O günlerde Koç Yurdu’nda yankılanan kahkahalar, Hacettepe koridorlarında atılan adımlar, Amerika’ya gidişlerin hüznü ve coşkusu… Hepsi birer birer hatırlandı. Anılar tazelendi, gözler doldu, yüzler güldü. Sanki zaman durmuş, o eski günler yeniden yaşanmıştı.
Bu buluşmanın özünde sadece nostalji yoktu. Asıl olan, vefa duygusuydu. Yıllar geçse de, mesafeler artsa da unutulmayan dostluklar… Statüler, unvanlar bir kenara bırakılmış, Prof. Dr. Mehmet Haberal’ın, arkadaşlarının deyimiyle “Reis”in samimiyetiyle o eski günlere dönülmüştü. O anlarda hissedilen, bir akademik başarıdan ya da tıbbi dehadan çok daha öte bir şeydi.

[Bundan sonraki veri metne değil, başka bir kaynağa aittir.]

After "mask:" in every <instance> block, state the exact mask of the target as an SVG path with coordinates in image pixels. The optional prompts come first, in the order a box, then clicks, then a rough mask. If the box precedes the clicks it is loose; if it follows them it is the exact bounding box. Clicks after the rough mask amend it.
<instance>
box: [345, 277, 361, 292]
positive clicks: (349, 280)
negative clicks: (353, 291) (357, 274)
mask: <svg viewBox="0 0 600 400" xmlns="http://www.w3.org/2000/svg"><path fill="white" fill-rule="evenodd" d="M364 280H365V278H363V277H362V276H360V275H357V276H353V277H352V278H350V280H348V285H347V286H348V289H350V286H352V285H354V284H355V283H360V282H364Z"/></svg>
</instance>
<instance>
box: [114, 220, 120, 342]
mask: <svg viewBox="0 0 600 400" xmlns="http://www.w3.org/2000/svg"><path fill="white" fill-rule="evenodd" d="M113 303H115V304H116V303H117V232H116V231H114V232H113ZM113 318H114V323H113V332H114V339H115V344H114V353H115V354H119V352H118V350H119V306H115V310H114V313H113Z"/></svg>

Prof. Dr. Mehmet Haberal, sadece tıp alanında değil, hayatta da “hüner”i ve “marifet”iyle öne çıkan bir isim. Sözel zekası, zarafeti, mütevazılığıyla sadece bilim dünyasına değil, insanlığın gönül dünyasına da dokunan bir şahsiyet. Onun başarısı, sadece ameliyat masalarında ya da üniversite kürsülerinde değil; dostlarını unutmayışında, geçmişi sahiplenişinde, değerlerine sadakatinde saklı.
Patalya Oteli’nde gerçekleşen bu özel buluşmada, Prof. Dr. Haberal’ın ev sahipliği ve sıcakkanlılığı, tüm katılımcıları derinden etkiledi. Hacettepe’deki öğrencilik yıllarından, Amerika’daki zorlu eğitim süreçlerine, Türkiye’ye dönüş ve ülkeye hizmet aşkıyla yapılan çalışmalara kadar pek çok anı paylaşıldı. Haberal’ın, dostlarına gösterdiği saygı ve sevgi, vefa duygusunun en güzel örneğiydi.
Bu buluşma bize gösterdi ki; gerçek dostluklar, zamana meydan okur. 65 yıllık bir dostluk, sadece bireylerin değil, bir dönemin, bir değerler manzumesinin de ayakta kaldığının kanıtıdır. Bugün, dünya değişiyor, değerler tartışılıyor. Ancak bir şey dimdik ayakta duruyor: Kadim dostlukların gücü. Ve biz biliyoruz ki; böyle dostluklara sahip olan bir toplum, geleceğe umutla bakar.
Kızılcahamam ormanlarında yankılanan kahkahalar, sadece geçmişin güzel anılarını değil, geleceğe dair inancımızı da yeniden hatırlattı. Nice nesiller, bu dostluğun izinden yürüsün… Bu buluşma, sadece bir nostalji gecesi değil, aynı zamanda bir kadirşinaslık ve vefa duruşuydu. Unutulmamalıdır ki, başarıya giden yolda en önemli rehber, geçmişten alınan dersler ve dostlukların gücüdür.